At this point, the densities need no explanation. Of the methods proposed in Allain's post, only the '\(m +\) No Intercept' method stills stays in the right ballpark of the true value of \(k\), but is biased by the squaring procedure. I can't stress enough that this amount of noise is unreasonable, especially since the students are presumably measuring the period over several oscillations and thus have the Law of Large Numbers on their side. But it does demonstrate the importance of thinking carefully (and statistically!) about how we would like to do our data analysis.

I have fond memories from my undergraduate days of manipulating equations until they were linear in the appropriate variables, and then fitting a line through them to extract some sort of physical quantity. At the time of that training, I had no statistical sophistication whatsoever. Understandably so. There's barely enough time to cover the science in standard science courses. But it would be nice (for both theorists- and experimentalists-in-training) if a little more statistical thinking made it into the curriculum.

For the sake of reproducibility, I have made my R code available here.


  1. Can you tell I've TAed Elementary Differential Equations twice at UMD?

  2. To have lived when you could have such a simple law named after you!

  3. Not in the ontological sense, but rather in the sense of being more useful.

  4. Though 'obvious' is a loaded word. I've been spending too much time thinking about regression, in all its various forms, lately.

  5. Unless we add an (artificial) intercept to our regression model. The nice thing about (simple) physical models: we have reasons to include / not include parameters in our regression.

  6. Simulation is a wonderful thing. And we've come a long way since when statisticians had to flip coins to get statistical fodder. I read a story once about Eugen Slutsky's study of apparent cycles in economic data. In the process of performing his simulations, he really did flip a coin thousands of times to simulate a random walk. Unfortunately, I can't find the article where I originally read this, so I'll just state it as a anecdote and hope I'm not misremembering.

  7. You'll also notice that I took my masses (called 'design points' in the jargon of regression) to be at more regularly spaced intervals. Namely, I took them to be from 0.2 to 0.3, with spacing 0.01. This seems like a reasonable enough choice of masses, though again, asking our undergraduate to measure 21 periods may be a bit much. Besides, we certainly won't do better with less design points than this.

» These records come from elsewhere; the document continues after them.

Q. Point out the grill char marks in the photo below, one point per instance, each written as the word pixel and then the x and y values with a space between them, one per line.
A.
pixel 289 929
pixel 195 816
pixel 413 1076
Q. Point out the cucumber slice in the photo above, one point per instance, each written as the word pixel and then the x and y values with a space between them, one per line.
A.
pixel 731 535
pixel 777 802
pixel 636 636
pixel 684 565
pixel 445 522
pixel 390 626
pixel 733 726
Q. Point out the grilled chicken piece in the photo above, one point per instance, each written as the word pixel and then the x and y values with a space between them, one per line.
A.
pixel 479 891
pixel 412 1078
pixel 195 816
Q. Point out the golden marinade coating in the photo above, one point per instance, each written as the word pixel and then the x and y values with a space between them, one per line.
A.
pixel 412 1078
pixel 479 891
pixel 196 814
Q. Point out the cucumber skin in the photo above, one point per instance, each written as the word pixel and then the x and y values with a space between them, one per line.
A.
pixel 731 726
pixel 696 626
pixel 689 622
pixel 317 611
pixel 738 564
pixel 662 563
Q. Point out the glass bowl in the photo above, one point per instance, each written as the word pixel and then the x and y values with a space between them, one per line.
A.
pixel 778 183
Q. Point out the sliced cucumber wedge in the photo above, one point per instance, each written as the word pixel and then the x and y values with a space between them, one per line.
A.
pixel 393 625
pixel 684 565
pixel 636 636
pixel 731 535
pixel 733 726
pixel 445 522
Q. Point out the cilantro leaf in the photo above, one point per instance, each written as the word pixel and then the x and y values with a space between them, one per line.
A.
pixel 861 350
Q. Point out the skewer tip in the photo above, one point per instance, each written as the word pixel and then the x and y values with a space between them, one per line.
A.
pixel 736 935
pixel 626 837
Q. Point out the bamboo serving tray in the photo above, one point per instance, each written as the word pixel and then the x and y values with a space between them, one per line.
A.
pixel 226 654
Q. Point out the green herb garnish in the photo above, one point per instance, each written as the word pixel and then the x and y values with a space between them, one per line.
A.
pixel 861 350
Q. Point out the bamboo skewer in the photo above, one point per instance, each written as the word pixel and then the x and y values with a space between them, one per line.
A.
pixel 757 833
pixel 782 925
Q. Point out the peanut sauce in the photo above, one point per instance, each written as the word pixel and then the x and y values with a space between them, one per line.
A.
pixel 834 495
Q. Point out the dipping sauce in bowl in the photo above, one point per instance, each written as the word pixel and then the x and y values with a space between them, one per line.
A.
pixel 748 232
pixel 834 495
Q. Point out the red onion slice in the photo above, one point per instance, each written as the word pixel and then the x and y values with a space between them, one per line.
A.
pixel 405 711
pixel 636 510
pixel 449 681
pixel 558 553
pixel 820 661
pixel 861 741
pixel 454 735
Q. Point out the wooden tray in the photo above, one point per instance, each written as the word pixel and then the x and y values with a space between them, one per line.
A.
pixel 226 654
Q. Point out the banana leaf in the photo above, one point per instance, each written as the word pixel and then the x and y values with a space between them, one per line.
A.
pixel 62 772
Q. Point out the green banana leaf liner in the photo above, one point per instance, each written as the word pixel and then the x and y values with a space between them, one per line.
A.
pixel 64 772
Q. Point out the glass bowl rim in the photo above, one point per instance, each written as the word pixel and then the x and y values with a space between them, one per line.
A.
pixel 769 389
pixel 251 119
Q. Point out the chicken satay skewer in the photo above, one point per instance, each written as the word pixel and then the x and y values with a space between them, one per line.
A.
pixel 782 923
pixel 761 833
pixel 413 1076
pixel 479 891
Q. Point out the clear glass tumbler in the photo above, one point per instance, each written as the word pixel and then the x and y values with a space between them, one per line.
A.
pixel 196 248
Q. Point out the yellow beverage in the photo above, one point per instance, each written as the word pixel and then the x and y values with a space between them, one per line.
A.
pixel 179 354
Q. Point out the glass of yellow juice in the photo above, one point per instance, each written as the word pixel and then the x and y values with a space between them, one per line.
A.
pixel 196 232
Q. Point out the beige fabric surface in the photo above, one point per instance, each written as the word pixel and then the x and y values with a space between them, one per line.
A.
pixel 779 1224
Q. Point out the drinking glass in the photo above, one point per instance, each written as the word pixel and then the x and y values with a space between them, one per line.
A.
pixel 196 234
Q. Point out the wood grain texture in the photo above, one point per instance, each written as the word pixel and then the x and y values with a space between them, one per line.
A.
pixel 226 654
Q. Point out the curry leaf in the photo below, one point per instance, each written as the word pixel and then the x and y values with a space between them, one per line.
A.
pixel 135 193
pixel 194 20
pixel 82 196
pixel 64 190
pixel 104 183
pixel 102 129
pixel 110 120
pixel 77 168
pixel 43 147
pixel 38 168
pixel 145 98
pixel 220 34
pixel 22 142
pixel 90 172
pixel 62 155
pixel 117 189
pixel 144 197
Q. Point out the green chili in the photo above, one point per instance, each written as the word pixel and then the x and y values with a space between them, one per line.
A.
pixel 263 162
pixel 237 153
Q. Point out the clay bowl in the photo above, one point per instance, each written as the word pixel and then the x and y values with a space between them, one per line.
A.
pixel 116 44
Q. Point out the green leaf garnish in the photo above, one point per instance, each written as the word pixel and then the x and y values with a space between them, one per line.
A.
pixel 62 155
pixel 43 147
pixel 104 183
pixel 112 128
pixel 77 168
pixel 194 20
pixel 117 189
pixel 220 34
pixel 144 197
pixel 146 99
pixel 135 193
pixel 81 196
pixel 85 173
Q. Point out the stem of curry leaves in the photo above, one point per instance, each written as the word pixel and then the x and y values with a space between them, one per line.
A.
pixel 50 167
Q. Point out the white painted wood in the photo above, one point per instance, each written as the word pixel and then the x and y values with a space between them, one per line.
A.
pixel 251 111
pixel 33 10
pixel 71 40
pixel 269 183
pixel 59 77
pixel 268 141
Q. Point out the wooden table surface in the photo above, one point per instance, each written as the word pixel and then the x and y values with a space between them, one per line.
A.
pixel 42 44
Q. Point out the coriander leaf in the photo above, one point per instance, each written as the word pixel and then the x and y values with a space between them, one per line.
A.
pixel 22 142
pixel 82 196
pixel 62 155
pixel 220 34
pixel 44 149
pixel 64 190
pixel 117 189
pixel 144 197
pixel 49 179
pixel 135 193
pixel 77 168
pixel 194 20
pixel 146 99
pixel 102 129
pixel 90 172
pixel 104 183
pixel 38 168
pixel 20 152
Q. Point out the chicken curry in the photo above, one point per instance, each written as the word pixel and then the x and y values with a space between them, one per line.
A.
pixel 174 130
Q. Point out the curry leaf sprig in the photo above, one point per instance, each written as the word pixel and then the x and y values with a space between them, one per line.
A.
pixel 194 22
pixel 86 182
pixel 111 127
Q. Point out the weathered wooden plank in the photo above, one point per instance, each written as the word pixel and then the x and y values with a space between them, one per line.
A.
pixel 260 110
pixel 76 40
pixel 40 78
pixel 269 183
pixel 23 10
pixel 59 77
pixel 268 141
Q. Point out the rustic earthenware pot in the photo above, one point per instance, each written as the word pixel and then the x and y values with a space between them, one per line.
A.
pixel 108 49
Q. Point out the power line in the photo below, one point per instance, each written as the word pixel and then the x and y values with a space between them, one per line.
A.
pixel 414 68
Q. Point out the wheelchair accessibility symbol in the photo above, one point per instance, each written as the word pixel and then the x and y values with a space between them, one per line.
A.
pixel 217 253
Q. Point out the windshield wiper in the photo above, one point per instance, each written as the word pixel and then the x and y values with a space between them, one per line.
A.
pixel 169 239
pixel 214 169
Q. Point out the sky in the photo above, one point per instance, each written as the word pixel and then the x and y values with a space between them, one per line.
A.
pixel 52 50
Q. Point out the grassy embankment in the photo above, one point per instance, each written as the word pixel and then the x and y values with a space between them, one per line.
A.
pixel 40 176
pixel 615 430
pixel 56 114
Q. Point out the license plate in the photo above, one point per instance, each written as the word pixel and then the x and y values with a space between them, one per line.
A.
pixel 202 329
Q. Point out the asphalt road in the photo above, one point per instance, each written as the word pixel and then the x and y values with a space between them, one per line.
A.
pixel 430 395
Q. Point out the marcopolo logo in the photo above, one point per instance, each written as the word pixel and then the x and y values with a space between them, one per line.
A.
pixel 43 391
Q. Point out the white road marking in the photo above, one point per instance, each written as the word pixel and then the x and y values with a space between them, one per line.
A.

  8. The degradation in performance for the '\(m +\) Intercept' model can be explained in terms of the well-known bias-variance tradeoff. But adding the intercept term to our squared period model, we've allowed the slope to be estimated correctly (by capturing the \(\sigma^{2}\) term within the intercept), thus reducing the bias. But by forcing our procedure to estimate two quantities, we've increased the variance in both. In other words: if physics tells us to use a simpler model, for heaven's sake, use the simpler model!